As the author points out, the earnings gap is much smaller for young women and men at the beginning of their careers, especially among college graduates with comparable levels of training and experience. Then, as people age and enter into marital and family relationships—and women become more likely to temporarily leave the labor force—the gap widens sharply. It finally begins to narrow again as workers age and move beyond the childbearing years. Since women disproportionately pay a penalty for working fewer hours or for taking time off from work, the solution to the earnings gap is for all occupations and industries to adopt workplace practices that are more flexible around these issues.

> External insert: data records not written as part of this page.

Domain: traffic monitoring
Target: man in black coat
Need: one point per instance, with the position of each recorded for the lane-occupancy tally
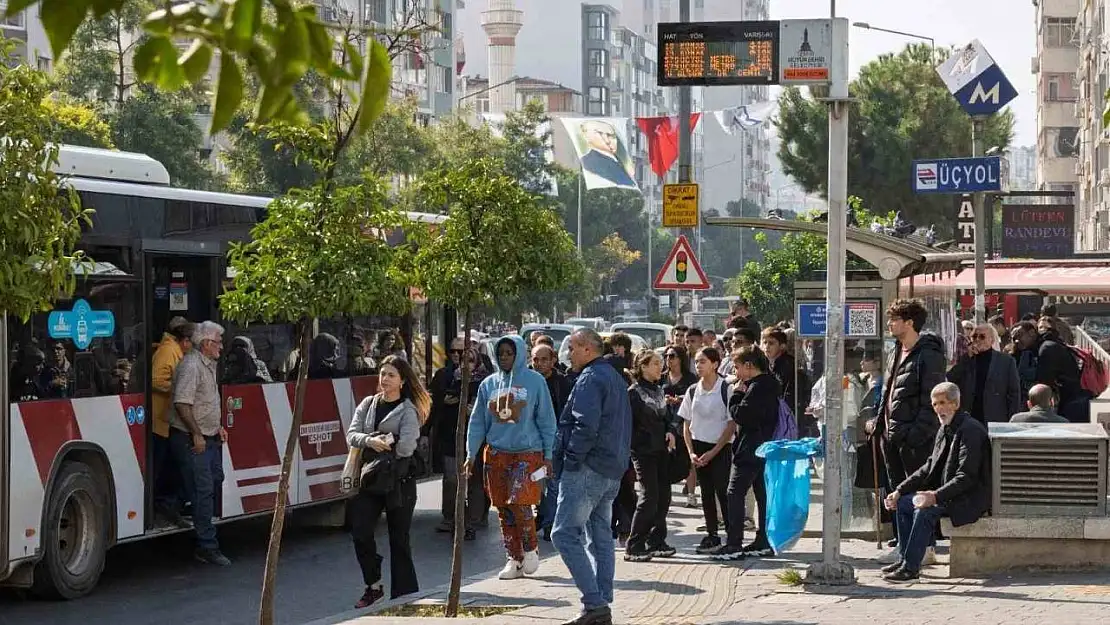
(955, 482)
(756, 413)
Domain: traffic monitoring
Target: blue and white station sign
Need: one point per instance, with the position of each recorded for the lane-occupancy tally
(976, 81)
(960, 175)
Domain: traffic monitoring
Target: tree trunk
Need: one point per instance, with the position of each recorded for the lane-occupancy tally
(270, 575)
(456, 546)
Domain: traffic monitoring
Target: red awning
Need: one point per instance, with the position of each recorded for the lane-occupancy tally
(1050, 279)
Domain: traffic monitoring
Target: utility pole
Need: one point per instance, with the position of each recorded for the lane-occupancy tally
(980, 231)
(831, 570)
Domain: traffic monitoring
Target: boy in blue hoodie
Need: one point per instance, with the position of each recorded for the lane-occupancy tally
(513, 415)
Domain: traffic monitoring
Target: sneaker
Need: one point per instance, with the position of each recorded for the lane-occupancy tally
(729, 552)
(513, 570)
(372, 595)
(708, 545)
(901, 575)
(663, 551)
(891, 567)
(930, 556)
(212, 556)
(531, 563)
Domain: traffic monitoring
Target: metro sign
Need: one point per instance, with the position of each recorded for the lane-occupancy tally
(976, 81)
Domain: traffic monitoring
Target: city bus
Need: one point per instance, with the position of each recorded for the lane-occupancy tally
(76, 396)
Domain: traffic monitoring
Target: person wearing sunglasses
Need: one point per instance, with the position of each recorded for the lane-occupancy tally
(990, 390)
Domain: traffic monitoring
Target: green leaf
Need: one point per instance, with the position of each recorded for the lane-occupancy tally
(197, 60)
(61, 19)
(375, 89)
(229, 93)
(244, 20)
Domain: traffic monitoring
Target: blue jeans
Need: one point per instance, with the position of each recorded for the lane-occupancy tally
(200, 474)
(583, 533)
(917, 530)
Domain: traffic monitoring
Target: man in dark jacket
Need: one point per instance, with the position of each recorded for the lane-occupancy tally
(1058, 368)
(592, 452)
(955, 482)
(756, 414)
(906, 419)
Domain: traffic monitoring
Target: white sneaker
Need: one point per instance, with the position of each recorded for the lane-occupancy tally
(930, 556)
(531, 562)
(513, 571)
(889, 557)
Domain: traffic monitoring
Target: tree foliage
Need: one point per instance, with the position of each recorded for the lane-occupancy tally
(40, 220)
(278, 46)
(904, 112)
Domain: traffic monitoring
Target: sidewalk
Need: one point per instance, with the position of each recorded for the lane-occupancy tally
(689, 590)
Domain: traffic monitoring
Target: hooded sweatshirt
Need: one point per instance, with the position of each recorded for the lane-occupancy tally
(513, 410)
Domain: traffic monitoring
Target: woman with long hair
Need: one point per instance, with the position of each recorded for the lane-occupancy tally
(652, 441)
(679, 377)
(708, 429)
(387, 424)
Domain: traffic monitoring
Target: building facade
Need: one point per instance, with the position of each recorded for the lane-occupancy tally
(1092, 199)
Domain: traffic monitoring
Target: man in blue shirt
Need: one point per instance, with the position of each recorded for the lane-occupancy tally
(592, 450)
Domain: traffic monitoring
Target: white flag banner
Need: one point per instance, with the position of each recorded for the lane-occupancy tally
(496, 123)
(746, 117)
(602, 145)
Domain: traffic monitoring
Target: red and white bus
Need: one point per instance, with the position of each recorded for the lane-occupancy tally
(74, 453)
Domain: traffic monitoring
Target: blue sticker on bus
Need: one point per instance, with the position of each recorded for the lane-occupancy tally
(81, 324)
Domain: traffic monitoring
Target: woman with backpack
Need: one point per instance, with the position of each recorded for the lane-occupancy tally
(386, 427)
(708, 430)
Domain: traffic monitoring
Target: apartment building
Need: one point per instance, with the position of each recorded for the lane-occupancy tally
(1092, 199)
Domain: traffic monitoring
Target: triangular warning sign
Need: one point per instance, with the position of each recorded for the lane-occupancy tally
(682, 271)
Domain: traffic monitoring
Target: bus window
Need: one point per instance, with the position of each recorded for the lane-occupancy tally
(74, 358)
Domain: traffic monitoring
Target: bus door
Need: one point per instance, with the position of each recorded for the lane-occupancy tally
(182, 280)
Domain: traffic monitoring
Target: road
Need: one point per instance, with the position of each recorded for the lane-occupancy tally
(158, 581)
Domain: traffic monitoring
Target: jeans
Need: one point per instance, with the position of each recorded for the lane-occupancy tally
(713, 479)
(649, 521)
(365, 511)
(200, 474)
(740, 480)
(583, 534)
(917, 530)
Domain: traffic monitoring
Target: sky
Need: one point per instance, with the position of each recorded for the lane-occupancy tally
(548, 44)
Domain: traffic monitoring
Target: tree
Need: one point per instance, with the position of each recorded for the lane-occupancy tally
(78, 124)
(40, 220)
(497, 242)
(904, 112)
(276, 46)
(319, 253)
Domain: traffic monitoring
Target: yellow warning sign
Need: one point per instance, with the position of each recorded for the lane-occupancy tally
(679, 205)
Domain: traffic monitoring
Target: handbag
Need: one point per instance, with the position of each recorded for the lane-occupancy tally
(352, 471)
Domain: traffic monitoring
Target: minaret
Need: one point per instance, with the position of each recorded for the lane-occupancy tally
(502, 21)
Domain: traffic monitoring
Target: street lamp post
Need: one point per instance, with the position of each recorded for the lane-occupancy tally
(932, 42)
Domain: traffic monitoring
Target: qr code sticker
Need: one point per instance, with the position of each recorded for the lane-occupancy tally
(863, 321)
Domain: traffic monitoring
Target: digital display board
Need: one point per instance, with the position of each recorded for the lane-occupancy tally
(718, 53)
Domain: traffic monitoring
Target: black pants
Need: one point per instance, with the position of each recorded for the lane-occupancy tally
(742, 477)
(649, 521)
(365, 510)
(713, 479)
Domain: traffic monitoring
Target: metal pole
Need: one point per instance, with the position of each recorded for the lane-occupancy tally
(980, 232)
(831, 570)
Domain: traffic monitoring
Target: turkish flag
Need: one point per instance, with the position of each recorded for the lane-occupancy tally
(663, 140)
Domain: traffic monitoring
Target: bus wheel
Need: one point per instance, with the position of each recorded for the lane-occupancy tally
(74, 537)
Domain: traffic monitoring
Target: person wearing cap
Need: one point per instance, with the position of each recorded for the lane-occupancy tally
(175, 342)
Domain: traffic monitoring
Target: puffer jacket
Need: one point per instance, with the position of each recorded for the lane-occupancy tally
(907, 394)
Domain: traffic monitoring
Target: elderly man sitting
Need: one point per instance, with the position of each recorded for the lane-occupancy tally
(955, 482)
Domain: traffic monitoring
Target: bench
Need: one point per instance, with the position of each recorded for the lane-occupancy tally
(999, 544)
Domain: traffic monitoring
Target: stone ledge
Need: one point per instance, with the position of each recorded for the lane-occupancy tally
(1073, 527)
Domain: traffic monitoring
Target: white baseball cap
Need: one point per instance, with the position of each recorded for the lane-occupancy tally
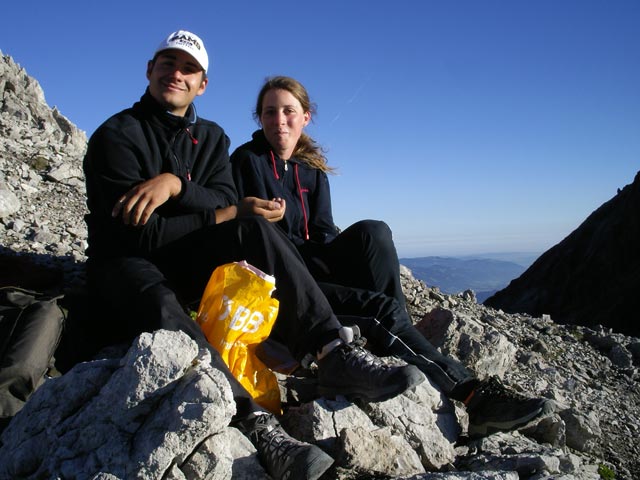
(187, 42)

What needs to happen, according to Goldin, is for the entire economy to move in the direction of greater “temporal flexibility” in the workplace, especially with regard to how workers’ time is allocated and how they are compensated; the achievement of this will “require changes in the structure of work” so that the costs associated with increased flexibility are reduced. This has already occurred in many occupations and sectors. Among pharmacists, for example, women and men earn nearly equal pay on a per-hour basis, after adjusting for differences in human capital characteristics. Many firms in health care, retail sales, banking, and real estate have also shifted toward greater flexibility, with women and men becoming better substitutes for one another, despite their different temporal demands. In addition, self-employment has declined in many of the traditional professions, which has led to a reduction in the premium paid for working unpredictably long hours in those occupations. Although there will always be certain jobs for which temporal flexibility is not an option, if employers had less incentive to reward people for working long hours or being “on call” and more incentive for allowing their employees greater flexibility, the earnings gap between women and men could be eliminated, at least in most sectors of the economy.